Richard desJardins, head of a training
group called The GOSIP Institute, was there to provide his commentary on the
different models of standards making.
We finally got through to Geneva. Although neither Tony Rutkowski nor Dr. Tarjanne was present yet, we held our
breath and got ready to start the session. Looking out into the audience, which
contained no more than 50 people who had bothered to get up for the early morning
session, I was very glad that the cameras couldn't beam back to Geneva.

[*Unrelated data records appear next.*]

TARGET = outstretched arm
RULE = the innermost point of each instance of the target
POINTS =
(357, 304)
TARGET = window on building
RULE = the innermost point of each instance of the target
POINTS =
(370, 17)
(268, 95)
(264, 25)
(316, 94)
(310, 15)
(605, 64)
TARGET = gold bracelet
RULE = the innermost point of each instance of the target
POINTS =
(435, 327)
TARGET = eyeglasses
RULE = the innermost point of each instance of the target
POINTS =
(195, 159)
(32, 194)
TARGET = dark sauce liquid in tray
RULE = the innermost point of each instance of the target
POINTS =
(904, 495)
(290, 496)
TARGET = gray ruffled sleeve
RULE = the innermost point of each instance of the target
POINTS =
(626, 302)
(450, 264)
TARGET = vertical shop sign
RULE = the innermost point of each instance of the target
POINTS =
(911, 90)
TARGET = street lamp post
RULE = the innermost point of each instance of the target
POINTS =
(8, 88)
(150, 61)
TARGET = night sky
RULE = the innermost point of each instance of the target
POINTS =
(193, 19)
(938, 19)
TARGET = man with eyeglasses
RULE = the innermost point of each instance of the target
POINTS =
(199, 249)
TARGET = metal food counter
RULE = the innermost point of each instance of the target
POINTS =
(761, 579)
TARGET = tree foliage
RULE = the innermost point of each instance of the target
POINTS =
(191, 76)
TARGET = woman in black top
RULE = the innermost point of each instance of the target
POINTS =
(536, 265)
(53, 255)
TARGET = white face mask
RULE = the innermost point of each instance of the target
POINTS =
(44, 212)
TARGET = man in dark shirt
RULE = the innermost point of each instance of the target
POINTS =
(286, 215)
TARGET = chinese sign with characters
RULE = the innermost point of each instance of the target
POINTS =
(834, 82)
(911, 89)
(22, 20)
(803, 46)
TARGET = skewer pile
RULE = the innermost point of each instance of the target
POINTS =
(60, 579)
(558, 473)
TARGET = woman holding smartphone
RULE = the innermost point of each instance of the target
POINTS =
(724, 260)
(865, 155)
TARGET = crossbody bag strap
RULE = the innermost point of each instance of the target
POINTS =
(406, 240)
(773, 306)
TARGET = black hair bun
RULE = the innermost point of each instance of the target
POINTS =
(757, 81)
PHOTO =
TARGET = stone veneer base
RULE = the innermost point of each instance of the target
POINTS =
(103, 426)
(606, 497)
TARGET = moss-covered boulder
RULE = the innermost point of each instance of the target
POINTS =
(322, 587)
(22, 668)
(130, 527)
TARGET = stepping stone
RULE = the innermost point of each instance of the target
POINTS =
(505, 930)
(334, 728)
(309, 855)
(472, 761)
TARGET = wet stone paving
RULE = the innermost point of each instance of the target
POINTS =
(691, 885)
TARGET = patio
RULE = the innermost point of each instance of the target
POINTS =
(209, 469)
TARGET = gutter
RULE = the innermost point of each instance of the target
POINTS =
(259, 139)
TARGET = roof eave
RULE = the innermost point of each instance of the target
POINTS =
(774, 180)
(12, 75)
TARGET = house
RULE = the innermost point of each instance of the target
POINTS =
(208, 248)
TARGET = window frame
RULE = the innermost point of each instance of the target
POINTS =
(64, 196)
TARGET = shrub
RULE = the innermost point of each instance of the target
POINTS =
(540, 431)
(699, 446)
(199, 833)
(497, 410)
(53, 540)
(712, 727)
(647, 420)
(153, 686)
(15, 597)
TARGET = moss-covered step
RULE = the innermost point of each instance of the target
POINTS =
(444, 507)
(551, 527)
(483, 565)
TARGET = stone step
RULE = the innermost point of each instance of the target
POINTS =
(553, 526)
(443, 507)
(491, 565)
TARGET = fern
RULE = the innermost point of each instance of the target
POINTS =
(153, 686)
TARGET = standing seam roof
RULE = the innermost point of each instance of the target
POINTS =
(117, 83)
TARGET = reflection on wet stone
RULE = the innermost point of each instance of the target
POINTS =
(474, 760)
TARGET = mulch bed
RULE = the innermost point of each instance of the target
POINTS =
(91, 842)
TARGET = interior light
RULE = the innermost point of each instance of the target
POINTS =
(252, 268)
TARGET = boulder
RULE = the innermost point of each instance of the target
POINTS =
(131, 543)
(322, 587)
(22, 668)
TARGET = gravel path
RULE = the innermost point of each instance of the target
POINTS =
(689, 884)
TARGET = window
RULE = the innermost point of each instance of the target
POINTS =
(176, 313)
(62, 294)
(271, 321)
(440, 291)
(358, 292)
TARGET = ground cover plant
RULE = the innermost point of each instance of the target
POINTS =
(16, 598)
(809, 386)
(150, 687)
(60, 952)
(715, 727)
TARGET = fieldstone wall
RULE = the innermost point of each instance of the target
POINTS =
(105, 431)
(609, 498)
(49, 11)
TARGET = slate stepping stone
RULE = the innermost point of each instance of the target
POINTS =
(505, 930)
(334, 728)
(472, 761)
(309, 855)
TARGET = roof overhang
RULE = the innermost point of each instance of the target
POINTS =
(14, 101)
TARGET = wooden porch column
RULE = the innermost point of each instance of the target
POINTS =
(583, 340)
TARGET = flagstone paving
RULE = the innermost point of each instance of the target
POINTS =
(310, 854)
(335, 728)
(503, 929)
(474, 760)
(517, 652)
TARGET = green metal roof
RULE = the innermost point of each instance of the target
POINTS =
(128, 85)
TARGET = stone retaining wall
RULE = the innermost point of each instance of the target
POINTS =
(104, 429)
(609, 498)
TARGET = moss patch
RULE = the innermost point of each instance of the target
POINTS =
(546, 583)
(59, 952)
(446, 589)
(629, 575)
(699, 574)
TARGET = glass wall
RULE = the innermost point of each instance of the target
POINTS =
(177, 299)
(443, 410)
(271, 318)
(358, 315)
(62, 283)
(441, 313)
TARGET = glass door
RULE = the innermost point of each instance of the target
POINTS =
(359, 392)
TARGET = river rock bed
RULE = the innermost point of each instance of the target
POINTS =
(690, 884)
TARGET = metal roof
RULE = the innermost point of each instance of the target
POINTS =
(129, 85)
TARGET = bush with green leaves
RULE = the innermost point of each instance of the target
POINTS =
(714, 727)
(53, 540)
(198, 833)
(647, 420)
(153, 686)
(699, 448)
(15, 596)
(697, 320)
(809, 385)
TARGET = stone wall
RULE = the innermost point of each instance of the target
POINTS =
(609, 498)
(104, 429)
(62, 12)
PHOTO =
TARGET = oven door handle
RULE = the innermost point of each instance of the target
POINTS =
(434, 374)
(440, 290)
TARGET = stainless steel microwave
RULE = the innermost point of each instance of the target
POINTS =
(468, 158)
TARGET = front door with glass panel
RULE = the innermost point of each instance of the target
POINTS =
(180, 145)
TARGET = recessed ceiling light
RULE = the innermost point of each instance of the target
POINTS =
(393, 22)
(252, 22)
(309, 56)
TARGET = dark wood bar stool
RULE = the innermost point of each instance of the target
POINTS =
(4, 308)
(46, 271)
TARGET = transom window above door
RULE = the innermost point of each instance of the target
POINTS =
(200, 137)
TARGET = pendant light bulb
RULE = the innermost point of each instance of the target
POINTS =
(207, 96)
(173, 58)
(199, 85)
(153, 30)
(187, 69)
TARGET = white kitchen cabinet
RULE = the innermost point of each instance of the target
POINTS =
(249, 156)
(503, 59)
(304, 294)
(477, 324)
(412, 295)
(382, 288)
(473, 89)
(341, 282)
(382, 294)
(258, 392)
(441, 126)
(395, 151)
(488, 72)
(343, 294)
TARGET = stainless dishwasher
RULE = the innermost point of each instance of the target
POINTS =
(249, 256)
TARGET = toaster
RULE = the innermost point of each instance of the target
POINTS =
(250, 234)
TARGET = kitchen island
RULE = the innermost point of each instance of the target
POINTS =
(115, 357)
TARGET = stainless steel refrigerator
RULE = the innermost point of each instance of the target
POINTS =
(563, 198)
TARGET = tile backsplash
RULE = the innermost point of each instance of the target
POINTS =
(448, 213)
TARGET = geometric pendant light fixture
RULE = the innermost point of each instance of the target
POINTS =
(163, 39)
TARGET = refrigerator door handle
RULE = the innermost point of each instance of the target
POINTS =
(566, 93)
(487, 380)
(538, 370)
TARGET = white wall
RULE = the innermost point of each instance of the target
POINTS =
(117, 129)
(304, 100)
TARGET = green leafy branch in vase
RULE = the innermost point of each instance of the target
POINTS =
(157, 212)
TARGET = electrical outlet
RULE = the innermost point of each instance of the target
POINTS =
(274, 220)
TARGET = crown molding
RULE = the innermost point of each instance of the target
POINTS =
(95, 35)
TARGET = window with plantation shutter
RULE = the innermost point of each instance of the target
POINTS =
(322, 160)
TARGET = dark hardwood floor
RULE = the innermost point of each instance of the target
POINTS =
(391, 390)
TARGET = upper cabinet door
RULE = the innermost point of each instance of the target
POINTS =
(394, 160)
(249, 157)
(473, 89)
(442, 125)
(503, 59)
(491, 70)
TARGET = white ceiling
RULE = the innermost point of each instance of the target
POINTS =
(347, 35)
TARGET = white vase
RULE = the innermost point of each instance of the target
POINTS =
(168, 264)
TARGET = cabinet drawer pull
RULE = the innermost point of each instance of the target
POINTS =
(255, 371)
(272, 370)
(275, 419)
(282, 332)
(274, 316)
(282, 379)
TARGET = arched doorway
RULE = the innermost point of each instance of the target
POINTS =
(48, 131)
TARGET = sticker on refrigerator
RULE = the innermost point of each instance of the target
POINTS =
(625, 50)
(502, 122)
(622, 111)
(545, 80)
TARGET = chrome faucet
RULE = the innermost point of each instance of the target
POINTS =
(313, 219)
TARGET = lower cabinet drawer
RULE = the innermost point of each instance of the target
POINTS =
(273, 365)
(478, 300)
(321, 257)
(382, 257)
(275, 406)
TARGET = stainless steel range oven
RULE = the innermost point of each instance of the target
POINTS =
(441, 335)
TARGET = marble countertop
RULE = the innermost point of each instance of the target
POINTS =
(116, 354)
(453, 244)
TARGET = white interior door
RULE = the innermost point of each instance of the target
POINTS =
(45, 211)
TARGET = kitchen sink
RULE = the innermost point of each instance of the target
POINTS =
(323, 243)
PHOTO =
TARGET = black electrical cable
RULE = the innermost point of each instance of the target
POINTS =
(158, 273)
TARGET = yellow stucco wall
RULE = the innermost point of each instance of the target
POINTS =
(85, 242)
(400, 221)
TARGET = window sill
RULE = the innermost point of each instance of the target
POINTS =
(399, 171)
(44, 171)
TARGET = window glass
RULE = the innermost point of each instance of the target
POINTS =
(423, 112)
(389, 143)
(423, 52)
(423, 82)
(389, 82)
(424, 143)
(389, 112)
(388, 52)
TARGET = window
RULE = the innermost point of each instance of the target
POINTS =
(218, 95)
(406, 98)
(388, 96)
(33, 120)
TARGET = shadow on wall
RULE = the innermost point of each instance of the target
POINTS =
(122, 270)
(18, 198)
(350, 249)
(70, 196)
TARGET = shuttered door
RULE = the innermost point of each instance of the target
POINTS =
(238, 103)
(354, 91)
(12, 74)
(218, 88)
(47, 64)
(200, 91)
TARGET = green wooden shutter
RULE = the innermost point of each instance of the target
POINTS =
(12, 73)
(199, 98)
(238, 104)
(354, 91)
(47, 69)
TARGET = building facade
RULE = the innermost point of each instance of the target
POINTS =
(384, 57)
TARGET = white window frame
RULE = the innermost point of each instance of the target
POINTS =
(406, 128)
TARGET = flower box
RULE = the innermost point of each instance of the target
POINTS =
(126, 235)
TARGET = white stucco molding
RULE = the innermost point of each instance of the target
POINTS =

We made our announcement and the one member of the press to show up furiously took
notes. The announcement went well, but I was worried that nobody would care and
that all this effort had been in vain.
Over the next two months, I was to discover how wrong I was. Leaving INTEROP and traveling around the world, I got
more news at every stop on how popular Bruno and the Sons of Bruno had become. I
thought the choice of
Giordano Bruno (1548-1600) as the namesake for my server in
Colorado had been an appropriate one.
The Greeks, in those days before the printing press, used a mnemonic method for remembering verse or other forms of
knowledge. The Dominican order had kept alive these secrets during the dark
middle ages, but had kept them tightly guarded. Bruno joined the Dominican order
in 1565 and mastered the Dominican secrets. Then, he revealed the secrets to the
rest of the world in his classic,
Shadow of Ideas (1582).
Bruno was expelled from the Dominican order, and was later denounced to the Inquisition in Venice
for acts of heresy, including telling jokes in poor taste about God. He was
burned at the stake in 1600.
Would Bruno's secrets help the world? Would the ITU Inquisition kill our server? These and other questions were on my mind as I
boarded a plane Sunday, bound for Hawaii and then onwards, three times around the
world in the next six months.
Friday morning was the official unveiling of the activities of the Document
Liberation Front. I got up early and went over to the Center for the Performing
Arts, the biggest hall at the INTEROP show, seating 2,701 people. This hall is so
big that it even has enough room to hold the hundreds of students that show up
for the tutorial taught by
Doug Comer
of Purdue, a researcher well known for his
explanations of TCP/IP fundamentals through his tutorials and books.